From the article:
The White House's salary budget contracted only slightly, from $38.8 million to $37.1 million, largely because the number of staffers fell. The average salary also dropped from $82,721, to $81,765.
Staff has been cut, overall average salaries fell, and budget has been cut by $1.7M. This is a problem?
Remaining staffers are probably doing more work than before, shouldn't they get paid more?
Nowhere did the article say when the last raise occurred.
Perhaps you missed the beginning, middle and end of the report.
Of the 270 White House staffers who have been there for more than a year, 146—or 54 percent—received raises,
according to Gawker. The average salary increase was 8 percent. If you look at only staffers who got raises, the average increase was twice that.

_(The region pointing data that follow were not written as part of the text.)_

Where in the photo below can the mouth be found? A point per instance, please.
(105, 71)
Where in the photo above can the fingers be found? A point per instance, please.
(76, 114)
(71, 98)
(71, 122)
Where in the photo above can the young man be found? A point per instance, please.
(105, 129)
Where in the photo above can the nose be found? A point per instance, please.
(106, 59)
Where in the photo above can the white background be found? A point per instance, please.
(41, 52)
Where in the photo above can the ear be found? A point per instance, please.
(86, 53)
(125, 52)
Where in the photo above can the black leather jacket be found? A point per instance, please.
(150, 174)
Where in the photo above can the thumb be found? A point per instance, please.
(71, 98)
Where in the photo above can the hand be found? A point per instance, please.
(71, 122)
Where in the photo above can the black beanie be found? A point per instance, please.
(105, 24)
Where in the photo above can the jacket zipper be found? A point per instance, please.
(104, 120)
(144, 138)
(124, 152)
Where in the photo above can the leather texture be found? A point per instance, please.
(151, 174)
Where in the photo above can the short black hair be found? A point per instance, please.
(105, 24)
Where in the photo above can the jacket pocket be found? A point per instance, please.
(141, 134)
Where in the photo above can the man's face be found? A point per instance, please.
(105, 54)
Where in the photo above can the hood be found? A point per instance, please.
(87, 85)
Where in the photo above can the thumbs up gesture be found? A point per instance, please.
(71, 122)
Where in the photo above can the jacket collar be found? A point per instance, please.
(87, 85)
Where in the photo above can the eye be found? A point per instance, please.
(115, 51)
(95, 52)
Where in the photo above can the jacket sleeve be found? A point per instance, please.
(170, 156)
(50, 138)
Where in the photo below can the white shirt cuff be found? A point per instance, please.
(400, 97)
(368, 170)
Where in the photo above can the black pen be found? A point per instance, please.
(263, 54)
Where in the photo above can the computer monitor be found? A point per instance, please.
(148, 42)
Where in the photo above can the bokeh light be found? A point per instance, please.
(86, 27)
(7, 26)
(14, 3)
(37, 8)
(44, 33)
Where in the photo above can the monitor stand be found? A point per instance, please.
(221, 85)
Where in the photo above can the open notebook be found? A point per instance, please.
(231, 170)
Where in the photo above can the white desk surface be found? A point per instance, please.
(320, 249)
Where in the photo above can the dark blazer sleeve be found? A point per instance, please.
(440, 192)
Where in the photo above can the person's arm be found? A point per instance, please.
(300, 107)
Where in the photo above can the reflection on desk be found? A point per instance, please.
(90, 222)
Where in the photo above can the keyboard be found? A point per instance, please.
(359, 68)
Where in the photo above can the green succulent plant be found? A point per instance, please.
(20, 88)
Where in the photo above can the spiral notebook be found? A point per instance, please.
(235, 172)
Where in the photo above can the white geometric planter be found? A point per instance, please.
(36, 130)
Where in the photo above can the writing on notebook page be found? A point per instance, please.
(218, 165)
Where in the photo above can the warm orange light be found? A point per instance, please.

"That's a much bigger raise than the average white-collar worker got. According to a survey conducted last year by the human resources consulting firm Mercer, most firms were projecting a 3 percent increase in base pay for executives. White House workers did nearly
three times as well...
But the across-the-board freeze didn't take effect until January 1, 2011, so the most recent report (which goes back to July 2010) features some eye-opening raises, like special assistant to the president for economic policy Matthew Vogel's $59,000, 82 percent raise to an annual salary of $130,500, or director of African American media Kevin Lewis' $36,000, 86 percent pay hike, Gawker reports.